Note that the only function that has a multiVals argument is mapIds. Since select has an ellipsis (...) argument, you can pass ANY argument to that function and it will try to match to arguments for any functions that it calls. So you won't get an error by passing in random arguments, but if select doesn't call any functions that have a multiVals argument, it will just be ignored (which is what happens). Howeva:

> mapIds(org.Mm.eg.db, "ENSMUSG00000000486", "ENTREZID","ENSEMBL", multiVals="asNA")
'select()' returned 1:many mapping between keys and columns
ENSMUSG00000000486
NA

Answer: How to produce a dataframe with unique ENTREZID to use in gage?
20 months ago by
colaneri30
United States
colaneri30 wrote:

Right & thank for the clarification!

I am still trying to produce a dataframe with uniquely mapped pairs of IDs (e.g  ENSEMBL -> ENTREZID or SYMBOL -> ENTREZID)

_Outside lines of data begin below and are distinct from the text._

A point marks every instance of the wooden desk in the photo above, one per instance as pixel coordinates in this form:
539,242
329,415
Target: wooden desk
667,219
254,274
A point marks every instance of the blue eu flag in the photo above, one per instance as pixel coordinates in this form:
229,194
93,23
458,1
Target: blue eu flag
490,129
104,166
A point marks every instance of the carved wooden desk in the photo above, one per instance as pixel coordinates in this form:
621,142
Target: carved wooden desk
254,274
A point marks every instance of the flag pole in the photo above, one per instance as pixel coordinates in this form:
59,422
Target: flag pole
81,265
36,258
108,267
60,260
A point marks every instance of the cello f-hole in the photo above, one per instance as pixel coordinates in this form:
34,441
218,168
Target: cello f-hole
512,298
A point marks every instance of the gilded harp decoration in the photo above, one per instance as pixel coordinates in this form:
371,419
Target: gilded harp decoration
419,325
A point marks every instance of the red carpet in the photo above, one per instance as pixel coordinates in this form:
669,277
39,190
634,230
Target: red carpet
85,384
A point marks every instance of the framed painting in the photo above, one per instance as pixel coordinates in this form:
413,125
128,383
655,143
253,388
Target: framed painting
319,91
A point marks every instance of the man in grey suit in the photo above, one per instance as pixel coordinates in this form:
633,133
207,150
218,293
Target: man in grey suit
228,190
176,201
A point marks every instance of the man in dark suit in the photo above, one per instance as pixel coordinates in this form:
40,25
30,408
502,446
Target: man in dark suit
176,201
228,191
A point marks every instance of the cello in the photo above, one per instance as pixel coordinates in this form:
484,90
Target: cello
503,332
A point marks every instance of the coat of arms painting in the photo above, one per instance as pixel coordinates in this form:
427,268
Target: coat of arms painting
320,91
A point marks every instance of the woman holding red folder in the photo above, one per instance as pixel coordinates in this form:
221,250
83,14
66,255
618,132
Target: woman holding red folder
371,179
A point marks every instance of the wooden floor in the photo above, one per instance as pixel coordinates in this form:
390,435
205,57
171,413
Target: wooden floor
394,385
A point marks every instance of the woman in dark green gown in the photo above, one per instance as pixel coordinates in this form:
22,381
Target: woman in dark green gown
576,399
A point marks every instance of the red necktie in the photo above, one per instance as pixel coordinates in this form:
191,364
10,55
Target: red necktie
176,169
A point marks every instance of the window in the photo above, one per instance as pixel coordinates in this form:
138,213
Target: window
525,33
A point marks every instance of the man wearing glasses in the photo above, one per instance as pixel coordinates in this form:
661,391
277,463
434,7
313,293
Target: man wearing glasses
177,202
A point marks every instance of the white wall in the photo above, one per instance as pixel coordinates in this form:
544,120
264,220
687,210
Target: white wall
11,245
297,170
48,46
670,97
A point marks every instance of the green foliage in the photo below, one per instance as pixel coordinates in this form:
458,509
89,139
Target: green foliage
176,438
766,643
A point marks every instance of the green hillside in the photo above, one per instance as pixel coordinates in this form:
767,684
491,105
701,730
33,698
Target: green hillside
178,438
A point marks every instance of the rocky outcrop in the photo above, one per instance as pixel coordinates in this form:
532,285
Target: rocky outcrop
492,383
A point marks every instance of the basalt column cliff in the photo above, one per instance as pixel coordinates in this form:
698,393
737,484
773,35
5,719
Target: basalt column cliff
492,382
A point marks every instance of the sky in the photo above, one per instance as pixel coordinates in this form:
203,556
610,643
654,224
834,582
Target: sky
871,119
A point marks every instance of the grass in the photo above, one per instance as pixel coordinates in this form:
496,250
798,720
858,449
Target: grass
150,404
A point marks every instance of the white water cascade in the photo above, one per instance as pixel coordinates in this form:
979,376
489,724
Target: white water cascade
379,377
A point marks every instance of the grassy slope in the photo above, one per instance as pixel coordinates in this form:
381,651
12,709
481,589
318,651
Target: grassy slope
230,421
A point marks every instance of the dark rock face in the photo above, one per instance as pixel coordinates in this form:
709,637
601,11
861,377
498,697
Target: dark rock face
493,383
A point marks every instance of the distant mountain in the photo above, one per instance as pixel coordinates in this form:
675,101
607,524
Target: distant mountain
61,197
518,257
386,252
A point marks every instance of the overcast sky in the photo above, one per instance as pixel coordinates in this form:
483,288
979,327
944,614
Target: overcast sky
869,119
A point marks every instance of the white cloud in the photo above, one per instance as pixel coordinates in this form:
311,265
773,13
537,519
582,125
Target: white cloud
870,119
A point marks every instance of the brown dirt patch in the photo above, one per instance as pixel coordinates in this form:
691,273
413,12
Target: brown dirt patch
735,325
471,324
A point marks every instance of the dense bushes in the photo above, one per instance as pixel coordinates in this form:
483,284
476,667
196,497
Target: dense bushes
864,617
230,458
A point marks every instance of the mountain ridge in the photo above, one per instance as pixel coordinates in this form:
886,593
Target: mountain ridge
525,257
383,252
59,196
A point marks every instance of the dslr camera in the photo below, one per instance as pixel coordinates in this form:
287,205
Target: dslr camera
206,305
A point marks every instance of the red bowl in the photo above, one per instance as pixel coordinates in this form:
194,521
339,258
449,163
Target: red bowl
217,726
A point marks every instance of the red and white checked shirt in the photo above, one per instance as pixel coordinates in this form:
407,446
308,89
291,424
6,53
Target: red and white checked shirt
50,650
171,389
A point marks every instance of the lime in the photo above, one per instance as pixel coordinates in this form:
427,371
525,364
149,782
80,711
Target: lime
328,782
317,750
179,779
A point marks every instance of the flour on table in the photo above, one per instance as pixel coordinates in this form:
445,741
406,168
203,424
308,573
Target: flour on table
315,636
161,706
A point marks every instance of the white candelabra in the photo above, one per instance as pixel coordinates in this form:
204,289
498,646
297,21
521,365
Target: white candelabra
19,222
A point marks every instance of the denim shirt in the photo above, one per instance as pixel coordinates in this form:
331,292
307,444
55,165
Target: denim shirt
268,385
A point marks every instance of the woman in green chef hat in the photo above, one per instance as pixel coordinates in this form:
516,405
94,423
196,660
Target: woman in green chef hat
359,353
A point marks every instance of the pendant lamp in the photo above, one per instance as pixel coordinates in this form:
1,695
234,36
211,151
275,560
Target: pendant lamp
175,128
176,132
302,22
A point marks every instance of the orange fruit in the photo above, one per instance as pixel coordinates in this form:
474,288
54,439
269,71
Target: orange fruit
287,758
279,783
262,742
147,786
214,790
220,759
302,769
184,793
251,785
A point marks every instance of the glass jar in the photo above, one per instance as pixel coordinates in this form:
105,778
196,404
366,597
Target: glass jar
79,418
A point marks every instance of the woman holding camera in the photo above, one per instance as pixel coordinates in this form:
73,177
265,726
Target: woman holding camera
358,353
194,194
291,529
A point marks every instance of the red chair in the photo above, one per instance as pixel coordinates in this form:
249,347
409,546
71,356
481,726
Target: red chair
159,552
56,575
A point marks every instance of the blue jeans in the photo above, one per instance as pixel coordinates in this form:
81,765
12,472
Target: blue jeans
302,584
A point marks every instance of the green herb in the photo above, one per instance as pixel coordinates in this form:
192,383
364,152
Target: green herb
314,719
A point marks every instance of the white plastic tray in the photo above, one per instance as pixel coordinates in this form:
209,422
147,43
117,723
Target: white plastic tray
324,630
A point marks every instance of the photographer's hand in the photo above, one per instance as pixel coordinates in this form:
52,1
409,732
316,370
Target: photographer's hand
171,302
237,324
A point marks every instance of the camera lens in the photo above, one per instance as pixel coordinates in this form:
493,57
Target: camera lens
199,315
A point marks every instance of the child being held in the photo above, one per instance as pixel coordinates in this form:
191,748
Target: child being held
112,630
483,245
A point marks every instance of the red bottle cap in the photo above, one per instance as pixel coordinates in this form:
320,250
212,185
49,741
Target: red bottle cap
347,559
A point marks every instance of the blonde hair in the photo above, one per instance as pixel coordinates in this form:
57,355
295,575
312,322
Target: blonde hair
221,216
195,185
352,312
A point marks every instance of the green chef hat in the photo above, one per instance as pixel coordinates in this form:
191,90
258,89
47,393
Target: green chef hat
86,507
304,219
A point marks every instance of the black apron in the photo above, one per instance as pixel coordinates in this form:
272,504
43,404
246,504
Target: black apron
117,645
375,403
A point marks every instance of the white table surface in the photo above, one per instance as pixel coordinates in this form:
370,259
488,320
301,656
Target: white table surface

Can you tell me why such a different results using two different databases? and which one you will use to go to gage-pathview?

edb = EnsDb.Mmusculus.v79
entrezIds_Org = as.data.frame(mapIds(org.Mm.eg.db,keys = rownames(cnts.norm), keytype = "SYMBOL",column = "ENTREZID", multiVals = "filter"))
entrezIds_edb = as.data.frame(mapIds(edb, keys = rownames(cnts.norm), keytype = "SYMBOL",column = "ENTREZID", multiVals = "filter"))

RESULTS

> length(entrezIds_edb[!is.na(entrezIds_edb)])
[1] 14435
> length(unique(entrezIds_edb[!is.na(entrezIds_edb)]))
[1] 14428
> length(entrezIds_edb[is.na(entrezIds_edb)])
[1] 9764
>
> length(entrezIds_Org[!is.na(entrezIds_Org)])
[1] 21565
> length(unique(entrezIds_Org[!is.na(entrezIds_Org)]))
[1] 21565
> length(entrezIds_Org[is.na(entrezIds_Org)])
[1] 3758

As you can notice I have retrieved much more ENTREZID by using the org.Mm.eg.db, and also the multiVals="filter" since to have done their work ( 21565 total ENTREZID restrieved with 24199 SYMBOL KEYS) and 21565 were UNIQUE ENTREZIDs

However working with the Ensembl database "EnsDb.Mmusculus.v7"  I got only 14435 ENTREZID, and some of them not unique (meaning that the multiVal ="filter" did not work.

As to why you get different mappings, that is beyond the scope of this support site. We simply re-package data that is publicly available from NCBI and EMBL-EBI. You should note however that Entrez Gene IDs are something that NCBI uses, and that EMBL-EBI have different IDs. So any mappings between SYMBOL and ENTREZID using the ensembldb package will necessarily be SYMBOL->ENSEMBLID->ENTREZID, and any mappings between Ensembl IDs and Entrez Gene IDs will tend to be fraught.

My general rule is to stay with whomever brung ya to the dance. So either stick with NCBI IDs or EMBL-EBI IDs.